Background/Purpose Gastric outlet obstruction (GOO) is overwhelmingly described as infantile hypertrophic pyloric stenosis that overshadows other causes; thereby, there is a need to develop an elaborate and comprehensive classification. We present the same and establish a new disease called primary acquired gastric outlet obstruction during infancy and childhood that was reported for the first time by us in 1997, reviewing the literature published since then, with report of our new cases. Methods Eight patients of this disease presented at our center from 1996 to May 2008, and these were analyzed epidemiologically and clinically. Other reports published in literature were compared, and all reported patients were compiled.
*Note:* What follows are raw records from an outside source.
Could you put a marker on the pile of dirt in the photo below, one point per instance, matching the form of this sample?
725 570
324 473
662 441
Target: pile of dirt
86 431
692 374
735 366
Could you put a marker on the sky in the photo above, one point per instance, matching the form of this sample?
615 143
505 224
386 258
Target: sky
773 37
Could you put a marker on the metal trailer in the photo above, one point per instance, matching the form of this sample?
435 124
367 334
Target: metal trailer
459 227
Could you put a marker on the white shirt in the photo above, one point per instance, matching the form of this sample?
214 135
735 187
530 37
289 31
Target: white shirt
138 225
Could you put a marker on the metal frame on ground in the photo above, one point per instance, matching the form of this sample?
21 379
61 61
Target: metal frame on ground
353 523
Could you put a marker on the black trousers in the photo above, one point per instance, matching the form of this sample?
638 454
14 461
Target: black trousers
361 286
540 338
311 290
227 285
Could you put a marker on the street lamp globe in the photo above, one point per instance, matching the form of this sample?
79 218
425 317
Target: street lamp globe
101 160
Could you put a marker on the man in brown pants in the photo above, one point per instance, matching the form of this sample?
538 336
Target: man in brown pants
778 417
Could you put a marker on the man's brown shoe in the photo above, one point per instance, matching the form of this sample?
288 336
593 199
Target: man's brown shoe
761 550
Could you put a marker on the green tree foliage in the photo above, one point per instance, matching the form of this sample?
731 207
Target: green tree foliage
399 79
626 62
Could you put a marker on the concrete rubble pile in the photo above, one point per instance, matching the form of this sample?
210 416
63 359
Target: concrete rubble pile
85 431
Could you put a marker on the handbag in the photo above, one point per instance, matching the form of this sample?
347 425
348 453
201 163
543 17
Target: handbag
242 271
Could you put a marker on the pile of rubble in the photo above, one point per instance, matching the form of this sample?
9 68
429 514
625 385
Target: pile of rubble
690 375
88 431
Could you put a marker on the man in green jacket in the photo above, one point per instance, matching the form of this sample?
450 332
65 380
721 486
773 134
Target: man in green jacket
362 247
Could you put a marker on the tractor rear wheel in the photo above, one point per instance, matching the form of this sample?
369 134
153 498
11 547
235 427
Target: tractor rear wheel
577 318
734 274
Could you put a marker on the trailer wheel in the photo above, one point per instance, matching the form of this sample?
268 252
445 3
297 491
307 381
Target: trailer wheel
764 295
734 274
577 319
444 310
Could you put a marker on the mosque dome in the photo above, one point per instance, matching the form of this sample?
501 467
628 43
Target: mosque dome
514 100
Results All 8 cases presented at age ranging from 1 month to 6 years, with mean age of 2.9 years; there was predilection for male sex (male, 7; female, 1). Presenting symptoms and signs were nonbilious vomiting, weight loss, dehydration, dyselectrolytemia, abdominal pain, and visible gastric peristalsis. Upper gastrointestinal contrast study showed large stomach and increased gastric emptying time. Endoscopy displayed normal stomach without intraluminal lesion. Exploration revealed a dilated stomach, without any pyloric muscular hypertrophy, scarring, inflammation, or obstruction externally or intraluminally. Result of histopathologic examination was normal. All patients except 1 (died of unrelated cause) were cured by Heineke-Mikulicz pyloroplasty. Conclusions These patients represent a new disease entity designated as primary acquired gastric outlet obstruction during infancy and childhood. Author's classification is complete and scientific, encompassing all rare causes of GOO. We nickname this idiopathic variety of GOO the Jodhpur disease, the place of the first cases.